The Lancaster Herpetological Society (LHS) wants to thank everyone that attended the digital meeting this past Friday evening. It was our pleasure to welcome back our group’s previous president, Dave McNaughton!

It has been around two years since Dave accepted a job as a Natural Resources Specialist for the Navy and moved to San Diego. In that time, he has been monitoring and helping to conserve the wildlife on Navy sites, including numerous herps! You can watch a recording of the meeting HERE.

He has been able to work with California Tiger Salamanders at a site near what had been the town of Port Chicago. The town was the site of a munitions depot during World War II, though it was destroyed due to a munitions explosion that killed hundreds of servicemen and hurled munitions into the nearby hills. One of these hills is the home to endangered California Tiger Salamanders. The land is slowly being transitioned into a county park, though it needs to be cleaned of munitions and the soil examined for toxicity first. Dave has been helping with a project to capture the salamanders in bucket traps and move them to a nearby pond such that the land can be cleaned.

An arroyo toad!

Dave has been able to work with Arroyo Toads on some Marine Corps bases around San Diego. They are similar to Spadefoot Toads, since they bury underground for years. The toads will emerge after a heavy rainfall, much to the chagrin of the Marine Corps who have to halt construction projects because of an abundance of toads. Dave has also had the opportunity to spend some time with Southern Pacific Rattlesnakes and Red Diamond Rattlesnakes, often being called to remove them from the premises of local childcare facilities. Not all snakes in southern California are venomous of course; there are only two native boa species to the United States, both of which live in southern California, the rosy boa and the rubber boa!

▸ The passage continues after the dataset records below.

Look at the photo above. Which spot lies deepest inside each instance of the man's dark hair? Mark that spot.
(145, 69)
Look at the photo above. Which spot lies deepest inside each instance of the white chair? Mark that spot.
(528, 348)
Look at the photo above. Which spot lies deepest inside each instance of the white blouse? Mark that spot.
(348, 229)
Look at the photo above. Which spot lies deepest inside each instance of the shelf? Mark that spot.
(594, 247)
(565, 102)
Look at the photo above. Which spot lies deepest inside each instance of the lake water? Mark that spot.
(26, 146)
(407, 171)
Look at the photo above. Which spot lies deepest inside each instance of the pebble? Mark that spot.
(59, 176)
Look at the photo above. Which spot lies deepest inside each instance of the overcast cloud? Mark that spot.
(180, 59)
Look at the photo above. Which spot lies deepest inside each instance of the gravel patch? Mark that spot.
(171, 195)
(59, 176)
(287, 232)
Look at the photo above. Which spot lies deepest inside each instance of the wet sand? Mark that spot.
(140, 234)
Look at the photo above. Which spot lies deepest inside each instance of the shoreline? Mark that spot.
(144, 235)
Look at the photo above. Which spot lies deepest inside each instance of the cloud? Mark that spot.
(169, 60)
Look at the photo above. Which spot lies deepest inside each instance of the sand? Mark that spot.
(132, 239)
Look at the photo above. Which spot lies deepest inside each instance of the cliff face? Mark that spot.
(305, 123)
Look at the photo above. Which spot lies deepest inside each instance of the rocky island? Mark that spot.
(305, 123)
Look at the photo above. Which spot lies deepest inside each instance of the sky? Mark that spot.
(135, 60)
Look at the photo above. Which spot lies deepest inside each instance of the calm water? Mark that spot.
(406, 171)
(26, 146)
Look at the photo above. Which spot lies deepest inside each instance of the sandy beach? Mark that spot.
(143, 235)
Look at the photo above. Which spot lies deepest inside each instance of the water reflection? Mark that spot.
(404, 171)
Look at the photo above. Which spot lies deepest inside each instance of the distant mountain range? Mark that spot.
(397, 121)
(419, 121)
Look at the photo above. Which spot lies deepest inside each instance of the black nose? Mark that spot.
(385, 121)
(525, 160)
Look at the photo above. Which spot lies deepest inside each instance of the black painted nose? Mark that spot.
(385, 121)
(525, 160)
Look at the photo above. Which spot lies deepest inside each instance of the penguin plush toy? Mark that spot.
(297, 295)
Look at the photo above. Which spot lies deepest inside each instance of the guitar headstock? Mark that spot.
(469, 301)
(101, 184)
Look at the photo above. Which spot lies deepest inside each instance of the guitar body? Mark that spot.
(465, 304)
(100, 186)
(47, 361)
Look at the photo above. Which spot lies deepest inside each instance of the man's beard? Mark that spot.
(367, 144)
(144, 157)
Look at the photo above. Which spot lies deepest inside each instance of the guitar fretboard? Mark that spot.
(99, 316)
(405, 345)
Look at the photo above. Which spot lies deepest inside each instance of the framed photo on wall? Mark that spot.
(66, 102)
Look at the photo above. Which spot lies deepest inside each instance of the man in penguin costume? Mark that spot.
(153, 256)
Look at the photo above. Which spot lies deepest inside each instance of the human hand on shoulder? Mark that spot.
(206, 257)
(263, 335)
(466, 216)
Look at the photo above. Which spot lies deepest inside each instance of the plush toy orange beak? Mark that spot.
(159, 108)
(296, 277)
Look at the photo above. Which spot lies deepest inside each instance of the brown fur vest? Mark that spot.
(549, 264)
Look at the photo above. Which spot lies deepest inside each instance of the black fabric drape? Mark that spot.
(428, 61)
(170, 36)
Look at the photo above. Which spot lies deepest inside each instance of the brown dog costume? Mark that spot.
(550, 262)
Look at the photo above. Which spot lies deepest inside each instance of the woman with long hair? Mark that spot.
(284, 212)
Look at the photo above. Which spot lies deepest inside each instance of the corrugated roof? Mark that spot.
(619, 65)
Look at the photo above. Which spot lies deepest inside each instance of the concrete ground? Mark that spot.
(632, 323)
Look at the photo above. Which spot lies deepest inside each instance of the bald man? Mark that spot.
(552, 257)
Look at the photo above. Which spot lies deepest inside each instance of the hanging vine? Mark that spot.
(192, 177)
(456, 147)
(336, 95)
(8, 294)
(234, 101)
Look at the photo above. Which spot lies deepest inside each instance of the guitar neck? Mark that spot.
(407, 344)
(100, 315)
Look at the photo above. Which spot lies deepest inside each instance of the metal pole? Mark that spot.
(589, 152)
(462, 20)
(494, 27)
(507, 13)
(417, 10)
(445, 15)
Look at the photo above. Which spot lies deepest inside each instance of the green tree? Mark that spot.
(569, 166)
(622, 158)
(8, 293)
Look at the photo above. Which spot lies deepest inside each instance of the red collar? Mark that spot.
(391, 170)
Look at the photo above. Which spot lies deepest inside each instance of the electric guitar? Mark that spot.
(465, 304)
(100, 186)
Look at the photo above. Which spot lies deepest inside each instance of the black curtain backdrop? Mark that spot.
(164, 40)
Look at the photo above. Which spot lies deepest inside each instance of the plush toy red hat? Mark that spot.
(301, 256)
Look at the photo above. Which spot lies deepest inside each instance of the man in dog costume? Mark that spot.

As for lizards, Dave told us about Western Fence Lizards which live around his house. Unlike the Eastern Fence Lizards in Pennsylvania which are flighty and hard to capture on camera, Dave has been able to document the Western Fence Lizards. This may be due to their close proximity with people, such that they have become accustomed to them. Not to leave out turtles/tortoises, the Mojave Desert Tortoise is a large free-roaming tortoise that lives in the deserts of southern California. Despite having a fairly large range on Federal land, they are ill-prepared for climate change as they are sensitive to changes in the aridity and temperature of their environment. Furthermore, they are difficult to maintain with captive breeding programs.

Dave is active with the San Diego Herpetological Society, which meets on the 3rd Tuesday of every month, 10pm EST. Due to the pandemic, the meetings have been virtual so if you are interested, you can attend their meetings! Watch their Facebook page for news of what is coming next month!

Once again, thanks Dave for coming back to talk with us, and thanks everyone who attended. Our next meeting is Friday, June 18th, and will be an in-person nature walk! It will be at the Nixon Park Nature Center in York, PA. Longtime supporter of the LHS and former board member Kelsey Frey manages the center!